O policial continuou narrando que chamou o proprietário da casa para um local reservado e disse que estava errado aquele procedimento, visto que não poderia manter uma pessoa presa naquela situação. Disse ainda que se houvesse indício da prática do furto pela doméstica, ele encaminharia todos à delegacia para registro da ocorrência, o que não era o caso, visto não haver nenhuma evidência nesse sentido.

Com base nessa e nas demais provas no processo, o desembargador-relator concluiu não haver dúvida de que a intenção do empregador foi não apenas a de revistar a bolsa da empregada, mas a de fazer a revista porque imputou a ela a suspeita do furto.

Diante da gravidade do fato, que mereceu até mesmo o alerta do policial no momento do ocorrido, destacou o relator, são irrelevantes as eventuais inconsistências apontadas pelo empregador em sua defesa, como o fato da empregada ter se equivocado quanto ao nome do policial, quanto ao tempo de espera pela chegada da PM e dela ter dito que levantou a blusa e o policial dizer que isso não se deu. “São insignificantes quando comparadas com o modo de agir do Reclamado, que além de buscar com insistência a revista na bolsa da Reclamante sob a alegação de suspeita de que esta estava lhe subtraindo dinheiro - acusação séria - e impedi-la de ir embora porque já havia encerrado o seu expediente e a colocou isolada, segregada, em um dos quartos da unidade habitacional”.

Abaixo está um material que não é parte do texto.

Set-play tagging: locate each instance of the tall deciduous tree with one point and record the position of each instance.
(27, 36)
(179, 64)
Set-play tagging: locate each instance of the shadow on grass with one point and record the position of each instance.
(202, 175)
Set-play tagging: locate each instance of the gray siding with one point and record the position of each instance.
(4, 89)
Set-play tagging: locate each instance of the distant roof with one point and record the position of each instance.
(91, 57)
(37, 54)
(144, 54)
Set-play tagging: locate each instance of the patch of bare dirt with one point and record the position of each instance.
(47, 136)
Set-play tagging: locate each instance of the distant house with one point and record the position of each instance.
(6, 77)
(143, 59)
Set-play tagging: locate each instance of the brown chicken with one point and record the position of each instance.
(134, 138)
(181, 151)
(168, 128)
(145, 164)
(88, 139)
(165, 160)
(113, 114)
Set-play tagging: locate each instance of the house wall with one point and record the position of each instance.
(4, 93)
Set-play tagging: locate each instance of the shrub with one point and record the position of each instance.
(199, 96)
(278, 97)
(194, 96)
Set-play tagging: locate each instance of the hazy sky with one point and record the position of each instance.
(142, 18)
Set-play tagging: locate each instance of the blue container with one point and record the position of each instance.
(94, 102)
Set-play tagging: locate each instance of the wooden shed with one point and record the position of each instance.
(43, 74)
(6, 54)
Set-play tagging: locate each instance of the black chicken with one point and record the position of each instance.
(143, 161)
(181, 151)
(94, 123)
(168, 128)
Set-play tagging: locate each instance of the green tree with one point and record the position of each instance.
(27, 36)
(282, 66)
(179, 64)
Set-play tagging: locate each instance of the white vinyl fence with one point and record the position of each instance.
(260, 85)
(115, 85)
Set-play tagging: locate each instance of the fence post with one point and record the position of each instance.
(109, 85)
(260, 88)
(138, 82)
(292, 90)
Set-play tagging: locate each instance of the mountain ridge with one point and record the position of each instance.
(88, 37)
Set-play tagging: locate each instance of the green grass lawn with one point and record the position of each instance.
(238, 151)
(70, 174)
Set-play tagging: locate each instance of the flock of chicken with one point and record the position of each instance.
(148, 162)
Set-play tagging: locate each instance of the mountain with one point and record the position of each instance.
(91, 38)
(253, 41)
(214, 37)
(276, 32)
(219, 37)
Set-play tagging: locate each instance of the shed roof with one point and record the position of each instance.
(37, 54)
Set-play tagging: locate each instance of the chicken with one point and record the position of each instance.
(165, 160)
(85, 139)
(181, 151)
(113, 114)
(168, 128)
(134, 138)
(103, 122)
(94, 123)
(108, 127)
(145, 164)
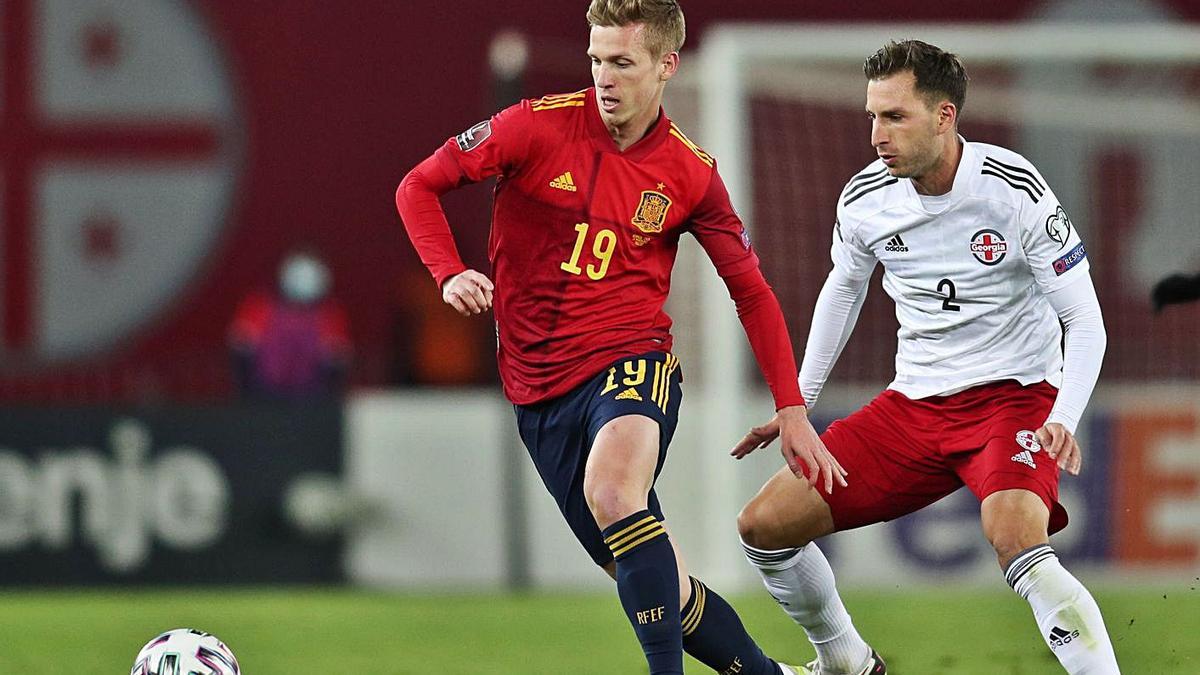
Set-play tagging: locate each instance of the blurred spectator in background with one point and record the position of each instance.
(1174, 290)
(293, 344)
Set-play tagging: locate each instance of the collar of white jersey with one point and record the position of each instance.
(967, 167)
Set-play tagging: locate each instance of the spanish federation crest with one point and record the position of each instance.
(652, 211)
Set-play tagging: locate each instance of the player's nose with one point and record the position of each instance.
(877, 136)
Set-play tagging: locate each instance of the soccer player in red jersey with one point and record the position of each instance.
(594, 191)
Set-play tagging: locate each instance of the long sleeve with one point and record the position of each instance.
(833, 320)
(419, 205)
(493, 147)
(720, 232)
(1084, 348)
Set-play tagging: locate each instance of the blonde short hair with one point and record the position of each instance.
(663, 19)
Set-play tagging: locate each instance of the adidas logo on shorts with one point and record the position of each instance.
(1025, 458)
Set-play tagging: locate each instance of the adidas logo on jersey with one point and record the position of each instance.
(564, 183)
(895, 245)
(629, 394)
(1025, 458)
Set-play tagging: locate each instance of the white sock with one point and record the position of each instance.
(802, 583)
(1068, 617)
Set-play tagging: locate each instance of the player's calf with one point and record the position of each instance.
(1067, 615)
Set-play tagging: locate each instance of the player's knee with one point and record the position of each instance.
(611, 502)
(755, 526)
(1008, 542)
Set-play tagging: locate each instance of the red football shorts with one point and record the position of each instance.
(905, 454)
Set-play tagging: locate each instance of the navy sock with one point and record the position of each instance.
(648, 585)
(713, 634)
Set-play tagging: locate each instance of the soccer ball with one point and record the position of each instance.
(185, 651)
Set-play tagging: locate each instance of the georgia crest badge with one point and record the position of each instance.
(652, 211)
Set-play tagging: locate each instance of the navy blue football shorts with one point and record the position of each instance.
(559, 432)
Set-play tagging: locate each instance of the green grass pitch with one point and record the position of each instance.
(315, 631)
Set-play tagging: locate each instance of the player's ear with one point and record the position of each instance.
(669, 65)
(947, 115)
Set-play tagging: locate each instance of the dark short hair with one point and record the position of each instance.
(940, 75)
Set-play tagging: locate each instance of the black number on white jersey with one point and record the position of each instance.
(948, 302)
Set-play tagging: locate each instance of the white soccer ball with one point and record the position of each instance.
(185, 651)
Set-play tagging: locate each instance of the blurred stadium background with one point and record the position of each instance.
(160, 157)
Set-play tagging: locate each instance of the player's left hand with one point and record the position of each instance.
(803, 451)
(1061, 446)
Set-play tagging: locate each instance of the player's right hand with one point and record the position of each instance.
(468, 292)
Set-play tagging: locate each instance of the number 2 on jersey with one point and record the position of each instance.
(603, 246)
(948, 302)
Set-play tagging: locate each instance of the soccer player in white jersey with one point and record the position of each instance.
(983, 263)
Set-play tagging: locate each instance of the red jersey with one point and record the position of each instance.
(583, 240)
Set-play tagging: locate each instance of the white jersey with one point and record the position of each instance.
(967, 270)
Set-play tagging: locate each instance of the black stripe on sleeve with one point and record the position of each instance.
(1012, 183)
(864, 178)
(868, 190)
(1015, 171)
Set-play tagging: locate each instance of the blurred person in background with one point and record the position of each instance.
(292, 344)
(595, 190)
(1175, 290)
(983, 264)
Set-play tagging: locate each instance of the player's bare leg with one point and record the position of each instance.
(778, 527)
(616, 489)
(617, 483)
(1015, 521)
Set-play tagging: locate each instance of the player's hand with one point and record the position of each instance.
(803, 451)
(1061, 446)
(468, 292)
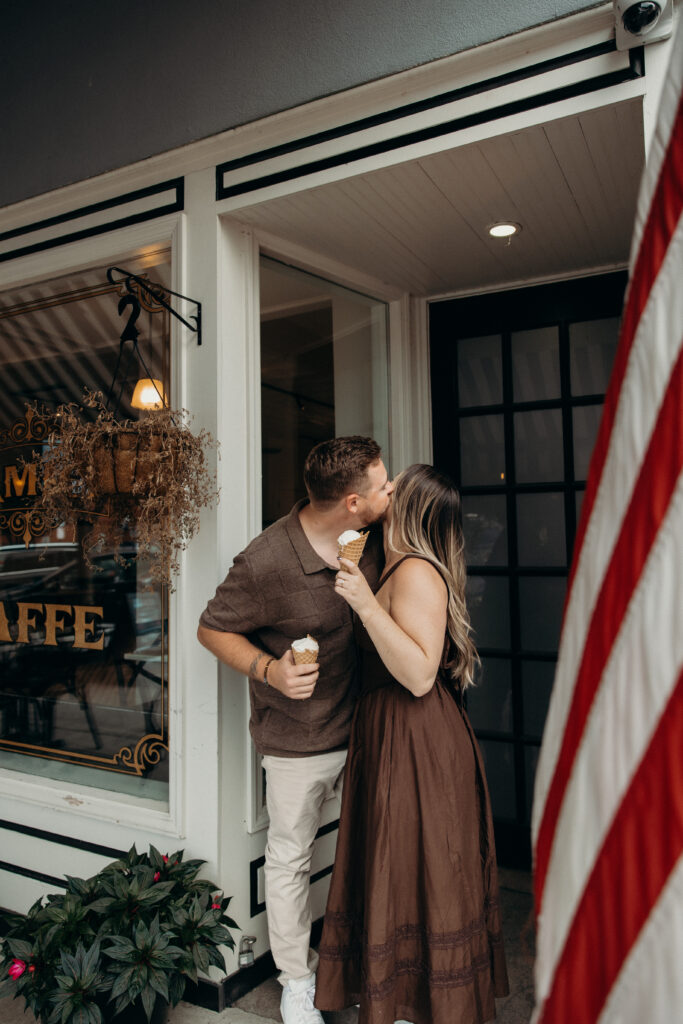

O desembargador avaliou ainda ser compreensível que a trabalhadora tenha dito que só permitia a realização da revista na presença da polícia, “porque diante de grave acusação e não tendo nada a temer só assim ela se sentiria segura e ficaria ilesa da pesada suspeição que recaia sobre si”.

Por fim, concluiu o relator estar “convicto, e muito convicto, de que o Reclamado extrapolou o limite do razoável e do ponderável tanto na abordagem, como na acusação e, principalmente, ao chamar a polícia para, na presença desta, abrir a bolsa da Reclamante”.

Diante disso, afirmou não restar dúvida que a trabalhadora sofreu abalo psíquico e emocional, com a injusta suspeita de furto, o tolhimento - ainda que temporal - da liberdade de ir e vir, reconhecendo assim, como a sentença já havia feito, a ocorrência do dano moral, diante do sofrimento proveniente da violação de sua honra e imagem.

A conclusão foi aprovada pela 1ª Turma que, por maioria, manteve a condenação por dano moral.

Entretanto com relação ao valor da compensação, os magistrados decidiram reduzir o valor para 4 mil reais, observadas balizas como a condição socioeconômica das partes, a conduta ilícita, as circunstâncias em que os fatos se deram, a gravidade e o tempo de permanência da ofensa e tendo em vista, ainda, situações análogas julgadas recentemente pela Turma.